Czytaj w LEX:  Jarzyński Piotr, Roszczenie o sprzedaż nieruchomości na rzecz użytkownika wieczystego (czyli drugi etap reformy uwłaszczeniowej) >

 

Gminy kluczowym graczem

Autorzy raportu wskazują, że gminy obecnie mogą się stać kluczowym graczem w dążeniach do poprawy sytuacji mieszkaniowej w kraju. A to dlatego, że tylko one samodzielnie lub poprzez swoje spółki komunalne TBS/SIM lub inne, zajmują się w kraju zaspokajaniem potrzeb mieszkaniowych nisko i średnio zarabiających obywateli. Po drugie, poprzez zakres swoich działań obligatoryjnych w szeroko rozumianym otoczeniu mieszkalnictwa mają realny wpływ na rozwój sektora prywatnego.

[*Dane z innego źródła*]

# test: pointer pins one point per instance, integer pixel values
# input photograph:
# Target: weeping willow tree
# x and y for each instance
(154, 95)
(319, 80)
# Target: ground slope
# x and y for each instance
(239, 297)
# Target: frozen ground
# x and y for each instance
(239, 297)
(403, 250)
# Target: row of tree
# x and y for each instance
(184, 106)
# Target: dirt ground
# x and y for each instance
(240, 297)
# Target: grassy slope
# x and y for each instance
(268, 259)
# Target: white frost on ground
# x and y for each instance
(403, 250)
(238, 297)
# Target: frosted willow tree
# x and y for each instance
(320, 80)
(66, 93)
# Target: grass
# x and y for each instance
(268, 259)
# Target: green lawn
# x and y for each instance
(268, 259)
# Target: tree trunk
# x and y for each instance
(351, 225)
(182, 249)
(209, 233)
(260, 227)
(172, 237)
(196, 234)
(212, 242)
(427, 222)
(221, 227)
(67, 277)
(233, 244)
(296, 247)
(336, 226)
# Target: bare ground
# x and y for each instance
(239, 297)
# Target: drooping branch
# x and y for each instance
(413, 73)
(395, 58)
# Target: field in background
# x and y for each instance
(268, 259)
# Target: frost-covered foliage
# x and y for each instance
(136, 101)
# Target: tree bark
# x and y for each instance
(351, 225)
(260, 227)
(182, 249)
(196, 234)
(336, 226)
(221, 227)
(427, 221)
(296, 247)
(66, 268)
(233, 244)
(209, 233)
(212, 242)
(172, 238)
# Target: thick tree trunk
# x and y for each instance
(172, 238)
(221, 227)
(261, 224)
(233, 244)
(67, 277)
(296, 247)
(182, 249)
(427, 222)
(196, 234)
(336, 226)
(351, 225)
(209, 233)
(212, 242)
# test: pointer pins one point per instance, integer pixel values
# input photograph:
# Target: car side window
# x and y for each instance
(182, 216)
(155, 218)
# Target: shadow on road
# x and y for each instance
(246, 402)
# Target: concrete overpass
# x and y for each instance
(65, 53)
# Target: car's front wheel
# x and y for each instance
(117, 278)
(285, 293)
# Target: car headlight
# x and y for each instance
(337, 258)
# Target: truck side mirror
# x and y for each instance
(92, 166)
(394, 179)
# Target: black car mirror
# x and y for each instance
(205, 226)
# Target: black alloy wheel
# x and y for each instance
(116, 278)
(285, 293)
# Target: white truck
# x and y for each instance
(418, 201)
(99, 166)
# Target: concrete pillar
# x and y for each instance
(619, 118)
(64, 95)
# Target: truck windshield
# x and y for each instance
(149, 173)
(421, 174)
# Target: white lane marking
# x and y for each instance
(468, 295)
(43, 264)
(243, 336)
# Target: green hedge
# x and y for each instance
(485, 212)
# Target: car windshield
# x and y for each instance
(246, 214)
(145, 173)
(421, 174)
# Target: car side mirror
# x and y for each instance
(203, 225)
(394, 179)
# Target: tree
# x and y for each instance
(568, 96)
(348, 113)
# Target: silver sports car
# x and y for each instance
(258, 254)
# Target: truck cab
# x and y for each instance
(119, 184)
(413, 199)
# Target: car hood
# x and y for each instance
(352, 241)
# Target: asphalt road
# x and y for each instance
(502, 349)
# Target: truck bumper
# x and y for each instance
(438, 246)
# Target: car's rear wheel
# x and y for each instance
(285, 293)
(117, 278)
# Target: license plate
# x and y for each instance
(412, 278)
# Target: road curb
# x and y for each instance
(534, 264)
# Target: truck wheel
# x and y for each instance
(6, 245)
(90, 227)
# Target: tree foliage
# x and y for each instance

Po trzecie, jak mają kompetencje do współpracy z innymi sektorami w celu rozwoju mieszkalnictwa.

Czytaj w LEX: Zmiany w programach budownictwa społecznego >

O ile 40 proc. ze 482 badanych miast w latach 2017–2021 korzystało z dostępnych instrumentów wsparcia mieszkalnictwa. To w perspektywie lat 2022–2024 znacząco wzrosło zainteresowanie zewnętrznymi źródłami finasowania – chęć skorzystania z nich zgłosiło już 70 proc. badanych miast.

Spodziewany boom w szeroko rozumianym budownictwie społecznym może trwale zmienić postawy samorządów wobec traktowania mieszkalnictwa jako siły rozwojowej. Będzie miał też korzystny wpływ na całą gospodarkę, ponieważ w warunkach wysokich cen i niedoboru mieszkań działania propodażowe przynoszą korzystniejsze efekty gospodarcze.